# Tiny Terries and More



## ShamaMama (Jul 27, 2015)

A hot topic at today's HF virtual play date was hair accessories. Later, I'll post the three types of clips we put in Shama's hair in this thread. This is a reminder to EvaE1izabeth and krandall to post what hairbands they like ... Thanks! What hair accessories do the rest of you like?


----------



## krandall (Jun 11, 2009)

This is the ONLY brand I've found that I like: https://smile.amazon.com/Goody-Ouch...d=1&keywords=Tiny+Terry&qid=1590347341&sr=8-2


----------



## KarMar (Jan 14, 2016)

If I'm using reusable bands, I use exactly what Karen posted. Otherwise I just use whatever grooming bands I have at the moment and snip, toss, and redo every couple days


----------



## EvaE1izabeth (Nov 14, 2017)

These are my new favorites. I'm pretty sure they're bigger than the "baby" terry bands, so maybe not for ultra fine coats. I think because they're bigger they wrap more times so they're secure, but since they're nylon they aren't heavy. I love them because they are the same color as his hair, and a lot of the time I just want to see his face, but the hair style.

Before that I used tiny clear "no damage" bands, but last time they were out of clear and the black ones I purchased caused a lot of breakage.

I keep pasting the link wrong, hopefully it works this time.


----------



## ShamaMama (Jul 27, 2015)

Thanks, all! EvaE1izabeth, your link worked.





 DH thinks these stay in her fine hair the best.

I think 



.

I rarely use the bows now. The clips are easier. I do want to try those terry cloth bands, however ...


----------



## krandall (Jun 11, 2009)

KarMar said:


> If I'm using reusable bands, I use exactly what Karen posted. Otherwise I just use whatever grooming bands I have at the moment and snip, toss, and redo every couple days


Me too.  I usually get the regular ones at dog shows so I am sure I am getting the size I like. It can be hard to tell when ordering online.

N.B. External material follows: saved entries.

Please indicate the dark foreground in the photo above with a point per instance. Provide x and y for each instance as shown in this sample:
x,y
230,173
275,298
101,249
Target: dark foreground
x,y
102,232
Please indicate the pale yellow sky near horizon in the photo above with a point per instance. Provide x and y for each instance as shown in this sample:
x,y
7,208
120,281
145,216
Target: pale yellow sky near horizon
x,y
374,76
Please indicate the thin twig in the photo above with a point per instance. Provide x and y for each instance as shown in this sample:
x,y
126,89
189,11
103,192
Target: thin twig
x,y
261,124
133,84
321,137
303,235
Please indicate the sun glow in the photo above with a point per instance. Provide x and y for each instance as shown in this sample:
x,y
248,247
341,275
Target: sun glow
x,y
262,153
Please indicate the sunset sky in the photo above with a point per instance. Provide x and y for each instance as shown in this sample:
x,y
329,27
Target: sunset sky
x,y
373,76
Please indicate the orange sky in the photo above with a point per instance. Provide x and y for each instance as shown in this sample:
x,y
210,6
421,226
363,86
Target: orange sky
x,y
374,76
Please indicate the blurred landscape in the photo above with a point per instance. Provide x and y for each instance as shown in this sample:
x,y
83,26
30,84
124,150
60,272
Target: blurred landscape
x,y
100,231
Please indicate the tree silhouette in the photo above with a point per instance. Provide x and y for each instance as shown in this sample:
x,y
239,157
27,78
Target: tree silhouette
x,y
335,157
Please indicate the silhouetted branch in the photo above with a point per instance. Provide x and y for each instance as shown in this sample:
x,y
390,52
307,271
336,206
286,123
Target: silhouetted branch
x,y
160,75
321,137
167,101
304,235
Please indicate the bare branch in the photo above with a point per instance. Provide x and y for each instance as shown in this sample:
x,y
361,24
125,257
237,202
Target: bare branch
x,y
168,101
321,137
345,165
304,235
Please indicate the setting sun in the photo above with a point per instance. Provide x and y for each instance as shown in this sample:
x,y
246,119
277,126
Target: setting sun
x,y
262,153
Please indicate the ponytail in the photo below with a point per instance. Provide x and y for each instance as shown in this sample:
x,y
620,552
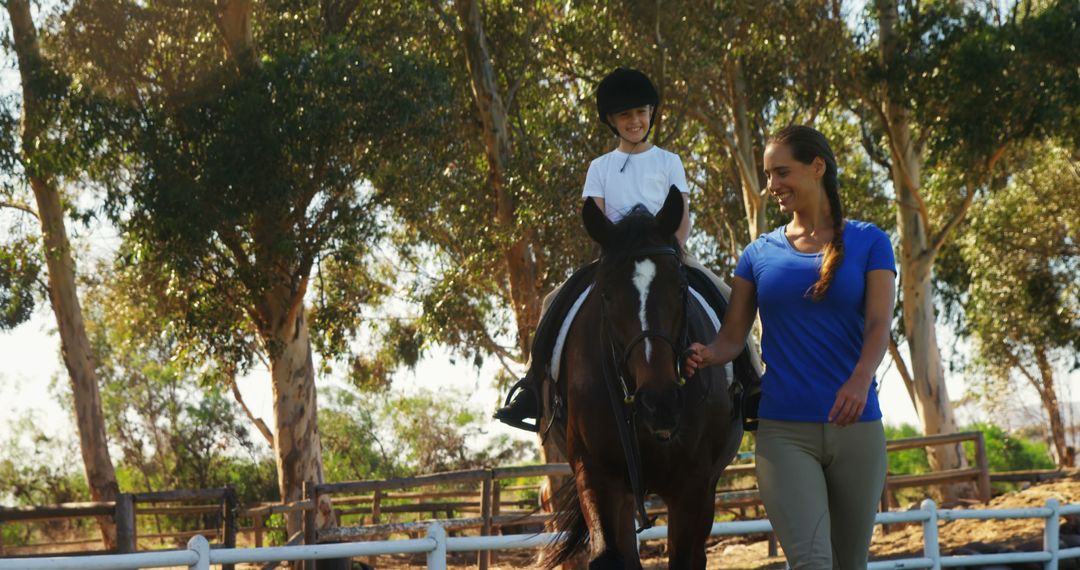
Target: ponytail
x,y
807,144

...And I get Panda' "cute, girlie" bows on Amazon. I think they are really for Shih Tzus. (but I don't tell her that  )


----------



## krandall (Jun 11, 2009)

EvaE1izabeth said:


> https://www.amazon.com/dp/B07XYGGGNM/ref=cm_sw_r_cp_api_i_PfUYEb58NE7DR
> 
> These are my new favorites. I'm pretty sure they're bigger than the "baby" terry bands, so maybe not for ultra fine coats. I think because they're bigger they wrap more times so they're secure, but since they're nylon they aren't heavy. I love them because they are the same color as his hair, and a lot of the time I just want to see his face, but the hair style.
> 
> ...


I just bought some of the black ones to try on Panda. I THINK they will be too big (long) for her, because her coat is a LOT finer than Sundance's. But it's always worth a try!!! They're cheap!


----------



## stephsu (Apr 27, 2020)

So I first said I wanted a male puppy. Then I said I'd take either if it was the right personality. Now reading this and looking at the pics of the females with bows makes me want a female!!


----------



## ShamaMama (Jul 27, 2015)

The bows and clips are fun. I think in 2020, you could put bows and clips in a boy's hair if you wanted! [ame="https://www.amazon.com/BIG-SMILE-PAW-Classic-Accessories/dp/B0773FGD99/ref=sr_1_2?dchild=1&keywords=boy+dog+hair+accessories&qid=1590424174&s=pet-supplies&sr=1-2"]There are also "boy" themed designs.[/ame] Boy dogs can also wear neck ties and bow ties ...


----------



## EvaE1izabeth (Nov 14, 2017)

krandall said:


> I just bought some of the black ones to try on Panda. I THINK they will be too big (long) for her, because her coat is a LOT finer than Sundance's. But it's always worth a try!!! They're cheap!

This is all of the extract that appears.